Вдруг ощутила валунную безоглядность и прозрачную необходимость белого стиха — это прозрачный пейзаж покинутого ложа северной реки. Сглаженная — спокойная — валунность и неостановимость его не имеет поверхностных ориентиров, безоглядность не дробится на рифмы, уже не нуждаясь в этих эмоциональных толчках, как базальт — в шлифовке, текучая вздыбленность свободна от внешней симметрии, вобрав ее в себя. А возможно рифмы и зеркальная симметрия такого карельского пейзажа попросту где-нибудь в Канаде, как рифмы и симметрия чьей-то души, затерянной в Мордовии, бродят по Аризоне. Белый стих — это неделимая протяженность души, себя выражающей, это — медлительное и неостановимое, как истечение вечности, скольжение лавы вдоль пологого склона вулкана; белый стих ближе всего — к песне кочевника, где повторяется одна строчка и, безудержно повторяясь (Поздравляю себя, далась мне эта «песня»!), она — непонятно как — с каждым витком — наращивает в тебе настроение-информацию, постепенно освобождает тебя—от тебя самого и одновременно сливает тебя как бы со всем миром, даже если он неведом уму.

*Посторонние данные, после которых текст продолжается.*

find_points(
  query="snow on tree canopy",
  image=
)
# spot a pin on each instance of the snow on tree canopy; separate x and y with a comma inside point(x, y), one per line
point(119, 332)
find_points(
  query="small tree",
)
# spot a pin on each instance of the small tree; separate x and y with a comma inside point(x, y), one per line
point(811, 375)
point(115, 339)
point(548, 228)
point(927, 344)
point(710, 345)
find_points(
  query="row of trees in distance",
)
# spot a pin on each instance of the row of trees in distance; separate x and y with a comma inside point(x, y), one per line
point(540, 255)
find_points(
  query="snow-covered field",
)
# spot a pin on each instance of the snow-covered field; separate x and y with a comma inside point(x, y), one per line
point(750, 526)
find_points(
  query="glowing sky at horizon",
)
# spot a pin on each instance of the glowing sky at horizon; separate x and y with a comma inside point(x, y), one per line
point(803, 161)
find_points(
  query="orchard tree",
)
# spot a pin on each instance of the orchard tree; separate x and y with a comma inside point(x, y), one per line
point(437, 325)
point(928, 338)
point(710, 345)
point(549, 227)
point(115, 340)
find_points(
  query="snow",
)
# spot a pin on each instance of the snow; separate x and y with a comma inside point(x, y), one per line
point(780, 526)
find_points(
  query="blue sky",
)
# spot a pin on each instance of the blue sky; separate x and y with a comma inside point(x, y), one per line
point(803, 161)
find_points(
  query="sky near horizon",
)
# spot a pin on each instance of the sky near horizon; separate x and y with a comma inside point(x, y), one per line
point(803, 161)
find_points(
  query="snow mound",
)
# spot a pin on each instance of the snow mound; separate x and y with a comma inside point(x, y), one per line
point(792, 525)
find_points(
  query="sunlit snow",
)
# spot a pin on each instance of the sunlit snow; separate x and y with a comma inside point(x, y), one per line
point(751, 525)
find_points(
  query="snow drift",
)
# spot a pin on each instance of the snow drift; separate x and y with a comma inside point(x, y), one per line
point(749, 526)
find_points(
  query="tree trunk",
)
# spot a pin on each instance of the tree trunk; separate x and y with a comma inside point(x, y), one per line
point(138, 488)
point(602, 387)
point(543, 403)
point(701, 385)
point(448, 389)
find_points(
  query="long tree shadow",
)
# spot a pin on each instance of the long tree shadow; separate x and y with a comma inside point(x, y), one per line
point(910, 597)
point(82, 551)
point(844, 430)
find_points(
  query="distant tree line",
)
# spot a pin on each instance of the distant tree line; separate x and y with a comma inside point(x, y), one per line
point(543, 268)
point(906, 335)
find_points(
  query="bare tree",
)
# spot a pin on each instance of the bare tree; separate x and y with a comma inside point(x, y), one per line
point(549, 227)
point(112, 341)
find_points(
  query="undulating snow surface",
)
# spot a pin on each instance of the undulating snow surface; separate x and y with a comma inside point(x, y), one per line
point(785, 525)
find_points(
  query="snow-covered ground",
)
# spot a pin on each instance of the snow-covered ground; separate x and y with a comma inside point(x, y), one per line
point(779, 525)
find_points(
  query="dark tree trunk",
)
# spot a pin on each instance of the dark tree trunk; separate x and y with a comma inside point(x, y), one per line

С этой завораживающей и иррациональной протяженности так трудно поэтому соскочить, попав вдруг на белый стих, мы с Машкой неделями не можем потом отделаться от него: что значит — ритм вечности. Белый стих — это непрерывность, а рифмованные стихи — это разрыв непрерывности, это скачки, толчковые шумы сердца, слепительные взрывы души. (Бред, ибо рифмы только усиливают как раз слияние с вечностью — именно прорывом.) Проза же вбирает в себя и то и другое, поэтому она всегда — объемная геометрическая фигура, проза — обязательно и прежде всего — объем.
Прошла стеклянная девочка, при каждом ее соприкосновении с тротуаром слышался слабый и четкий звон, как бы вздрагивание легкой люстры при небольшом землетрясении, балла два—два с половиной. Я боялась, что кто-нибудь неосторожно заденет ее сумкой и разобьет. Но она благополучно достигла автобусной остановки. Я была почти уверена, что ее разобьют при посадке, ведь был час пик. Но она благополучно опять возникла уже в автобусе. Непонятно как — оставаясь стеклянной — она даже переменила позу. Теперь она сидела на заднем сиденье, в углу. И слабый четкий звон слышался всякий раз, когда она случайно касалась острым локтем соседа, чугунного старичка…
Художник, по-видимому, структура типа вулкан, где-то внизу и в глуши себя клокочут силы необоримые и ищут выхода вверх. Но канал этот, выводящий наружу и являющий себя в виде кратера или хотя бы фумаролы, мученически непробиваем. Если нет постоянного тренажа, что и есть органическая графомания писателя, этот канал замусоривается бытовыми подробностями и страстями, заиливается случайным и мелким, закаменевает. Пробить его трудно, будто его вовсе нет. Хочется взять стальной дрын и проткнуть. Но проткнуть можно только изнутри, вот в чем беда. И — значит — только собственным мощно энергетическим потоком. Для этого и приходится, как я для себя определяю, наращивать в себе одиночество. Нужно нарастить такое, когда все, кроме этой жаждущей прорыва магмы внутри, уже не имеет значения, звуки обыденного мира глохнут вокруг и лица кругом сливаются в пятна, время в тебе сгущается, будто мед, и свертывается до сингулярности (ух, вот оно — это слово, никак без него, больно уж слово трансцендентальное), а пространство закручивается вокруг, как кокон, в котором свободно и неотрывно только кваркам души.